The Philippines earned a huge victory Thursday in its case against China’s claims to parts of the South China Sea, after an arbitration court in the Netherlands with jurisdiction on the matter agreed to hold hearings.
The Permanent Court of Arbitration in The Hague issued the ruling after the Philippines had filed the suit against China in 2013.
“Our people can be assured that those representing our country have been continuously preparing for this,” said Abigail Valte, a spokeswoman for President Benigno S. Aquino III of the Philippines.
Jay Batongbacal, the director of the Institute for Maritime Affairs and Law of the Sea at the University of the Philippines, told the New York Times that the ruling could support diplomatic relations with other nations opposing China’s claim to the South China Sea.
“The ruling could act to embolden and bring unity to the other claimants,” Batongbacal said.
China has boycotted the Philippines’ suit since 2013 and it has been developing a case for its territorial claims in the South China Sea based on history rather than law.
The court in The Hague rejects that claim.
China claims about 90 percent of the South China Sea.
China’s Foreign Ministry announced it would not accept any ruling from the court and called the Philippines’ move “a political provocation under the cloak of law.”
Paul Reichler, an American lawyer representing the Philippines’, argues that the Philippines has the right to exploit oil and gas in waters within a 200-nautical-mile exclusive economic zone extending from territory that it claims in the South China Sea.
China makes the same call.
The Hague court said Thursday it has the authority to hear the Philippines’ submissions based on the UN Convention on the Law of the Sea.
This week, a U.S. Navy Destroyer navigated around one of China’s artificial islands in the South China Sea to prove China had no legal right to a 12-mile territorial zone around it. Under the Law of the Sea, bits of rock or reef that are elevated only at low tide are not entitled to such a zone.

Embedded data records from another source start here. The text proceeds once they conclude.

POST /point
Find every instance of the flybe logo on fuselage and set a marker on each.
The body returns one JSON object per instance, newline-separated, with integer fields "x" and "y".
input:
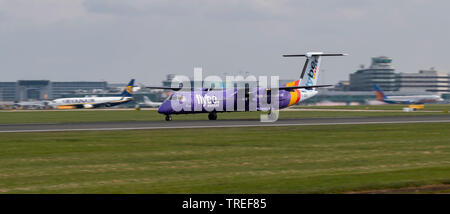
{"x": 79, "y": 100}
{"x": 207, "y": 101}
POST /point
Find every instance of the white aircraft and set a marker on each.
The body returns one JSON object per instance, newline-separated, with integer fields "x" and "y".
{"x": 415, "y": 99}
{"x": 95, "y": 102}
{"x": 32, "y": 104}
{"x": 148, "y": 102}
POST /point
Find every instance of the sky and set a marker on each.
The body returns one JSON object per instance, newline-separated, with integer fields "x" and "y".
{"x": 116, "y": 40}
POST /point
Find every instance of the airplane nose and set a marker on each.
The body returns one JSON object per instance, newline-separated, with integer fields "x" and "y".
{"x": 165, "y": 108}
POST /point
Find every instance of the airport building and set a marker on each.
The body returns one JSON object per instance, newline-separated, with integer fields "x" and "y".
{"x": 24, "y": 90}
{"x": 424, "y": 81}
{"x": 382, "y": 73}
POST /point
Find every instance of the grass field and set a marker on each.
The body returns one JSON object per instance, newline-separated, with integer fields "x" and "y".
{"x": 316, "y": 159}
{"x": 18, "y": 117}
{"x": 427, "y": 107}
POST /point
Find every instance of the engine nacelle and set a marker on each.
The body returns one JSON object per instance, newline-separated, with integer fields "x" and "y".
{"x": 88, "y": 106}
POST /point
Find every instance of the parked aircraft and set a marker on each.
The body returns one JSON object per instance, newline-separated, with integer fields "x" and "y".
{"x": 213, "y": 101}
{"x": 95, "y": 102}
{"x": 414, "y": 99}
{"x": 38, "y": 104}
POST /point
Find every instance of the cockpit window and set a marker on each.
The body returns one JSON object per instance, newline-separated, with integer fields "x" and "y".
{"x": 179, "y": 98}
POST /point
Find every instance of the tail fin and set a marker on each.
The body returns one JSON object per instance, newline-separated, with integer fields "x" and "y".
{"x": 379, "y": 93}
{"x": 128, "y": 91}
{"x": 311, "y": 68}
{"x": 147, "y": 100}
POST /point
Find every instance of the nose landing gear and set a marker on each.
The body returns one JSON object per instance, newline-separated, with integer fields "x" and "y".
{"x": 212, "y": 116}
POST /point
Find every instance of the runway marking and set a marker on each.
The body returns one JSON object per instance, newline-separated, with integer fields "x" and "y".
{"x": 223, "y": 126}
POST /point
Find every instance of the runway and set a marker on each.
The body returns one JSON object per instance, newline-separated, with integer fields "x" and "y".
{"x": 110, "y": 126}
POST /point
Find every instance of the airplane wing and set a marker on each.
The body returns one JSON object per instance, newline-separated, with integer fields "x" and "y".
{"x": 297, "y": 87}
{"x": 165, "y": 88}
{"x": 280, "y": 88}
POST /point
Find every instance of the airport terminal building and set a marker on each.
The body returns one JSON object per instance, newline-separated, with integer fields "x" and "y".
{"x": 23, "y": 90}
{"x": 382, "y": 73}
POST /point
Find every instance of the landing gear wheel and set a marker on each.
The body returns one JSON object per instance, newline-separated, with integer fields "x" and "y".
{"x": 212, "y": 116}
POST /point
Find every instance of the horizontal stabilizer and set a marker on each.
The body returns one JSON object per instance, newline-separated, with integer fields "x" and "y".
{"x": 297, "y": 87}
{"x": 314, "y": 54}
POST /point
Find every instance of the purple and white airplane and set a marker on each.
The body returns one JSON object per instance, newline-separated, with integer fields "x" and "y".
{"x": 213, "y": 101}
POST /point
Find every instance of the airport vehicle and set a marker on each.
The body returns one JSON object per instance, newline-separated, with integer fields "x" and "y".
{"x": 150, "y": 103}
{"x": 414, "y": 99}
{"x": 213, "y": 101}
{"x": 95, "y": 102}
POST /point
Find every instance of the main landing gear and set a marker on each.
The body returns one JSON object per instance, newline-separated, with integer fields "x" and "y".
{"x": 212, "y": 115}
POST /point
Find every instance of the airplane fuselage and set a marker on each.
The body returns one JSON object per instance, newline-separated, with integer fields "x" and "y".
{"x": 230, "y": 100}
{"x": 89, "y": 102}
{"x": 419, "y": 99}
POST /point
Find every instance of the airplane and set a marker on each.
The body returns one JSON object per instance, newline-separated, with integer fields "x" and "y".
{"x": 204, "y": 99}
{"x": 414, "y": 99}
{"x": 148, "y": 102}
{"x": 95, "y": 102}
{"x": 32, "y": 104}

China has been building up its island on the Subi Reef near the Philippines and a military airstrip is under construction there.
The Philippines argues that China has prevented Philippine vessels from exploiting the waters adjacent to Scarborough Shoal and Johnson Reef, two small, rocky outcrops in the South China Sea favored by fishermen. In 2012, China built a barrier around the entrance to the Scarborough Shoal. A U.S.-brokered deal for both countries to exit the shoal quickly collapsed.
Zhu Feng, the executive director of the China Center for Collaborative Studies of the South China Sea at Nanjing University, said the ruling was not a defeat for China, but expressed hope the country would become more involved in court proceedings.
“The international jurisdiction will always move in its own way,” Feng told the Times. “I hope Beijing could become more active in participating in all forums and respond to the international ruling at the tribunal.”.